Approach1: Casting on source columns to align them to that of equivalent target column datatypes in the SELECT list of the producer operator definition and then declare the schema for the source to be equivalent of target table definition.
As I am trying to cast the source column datatypes to target column datatypes, I may not be able to use the DEFINE SCHEMA schema_name FROM TABLE DELIMITED
Thus need to use
DEFINE SCHEMA schema_name FROM SELECT * FROM Target_table and then need to cast the source column datatypes to target column datatypes in the select_statement attribute of producer operator definition.
Some of the rows might fail while casting from source column datatype to target column datatype which will be recorded in the log;
When the source is file, how can we align the source column datatype to target column datatype in the producer operator definition..
Approach2: In the APPLY section, cast the source column datatypes to that of target column datatypes something like (when source is a YYYYMMDD varchar filed which holds date; and target is a date datatype)
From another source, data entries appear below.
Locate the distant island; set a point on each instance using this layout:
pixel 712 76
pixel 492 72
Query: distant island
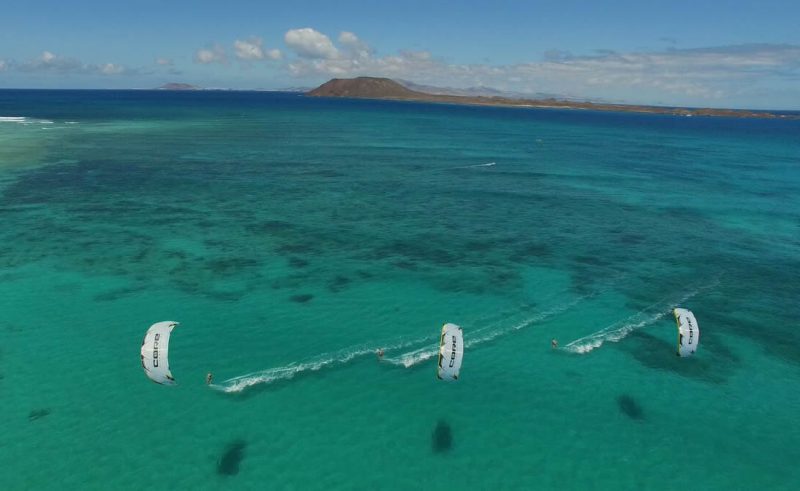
pixel 177 86
pixel 385 88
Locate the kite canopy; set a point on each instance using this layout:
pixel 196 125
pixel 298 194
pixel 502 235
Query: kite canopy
pixel 451 352
pixel 688 331
pixel 155 348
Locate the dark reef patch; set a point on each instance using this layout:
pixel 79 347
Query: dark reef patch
pixel 228 464
pixel 302 298
pixel 657 354
pixel 338 283
pixel 442 437
pixel 297 262
pixel 629 407
pixel 38 414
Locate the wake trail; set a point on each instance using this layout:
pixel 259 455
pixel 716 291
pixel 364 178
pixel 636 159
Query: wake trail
pixel 621 329
pixel 481 335
pixel 488 164
pixel 326 360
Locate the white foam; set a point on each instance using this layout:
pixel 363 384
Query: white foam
pixel 23 120
pixel 488 164
pixel 620 330
pixel 286 372
pixel 482 335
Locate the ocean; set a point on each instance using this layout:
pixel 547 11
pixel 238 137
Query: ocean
pixel 292 237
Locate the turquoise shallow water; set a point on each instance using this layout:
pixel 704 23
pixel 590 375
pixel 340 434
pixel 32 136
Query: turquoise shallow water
pixel 292 237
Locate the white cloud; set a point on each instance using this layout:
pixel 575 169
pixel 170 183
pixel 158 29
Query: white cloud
pixel 111 69
pixel 50 62
pixel 207 56
pixel 249 50
pixel 354 47
pixel 309 43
:col1 (DATE,format ''yyyymmdd'')
The APPLY section may look cluttered.
If the source is file, it might still be handy as we are casting the source to target datatype in APPLY phase.
As the source is untouched, thereby all valid source rows can be read which may not be the case in 1st approach as there is a possibility of failure relative to some of the rows.
I assume the second approach works good when the source is table/file. Can you please share your invaluable thoughts on which might be optimal solution and what are all the pros/cons for the 2nd approach . Is there any significant limitations that might cause issues to apply casting in the APPLY phase. Thank you for your time.
Adding 1 more point that is found through this forum which is "The CAST cannot be applied in the APPLY phase during the LOAD operator usage". To overcome this, need to use the UPDATE operator instead of LOAD.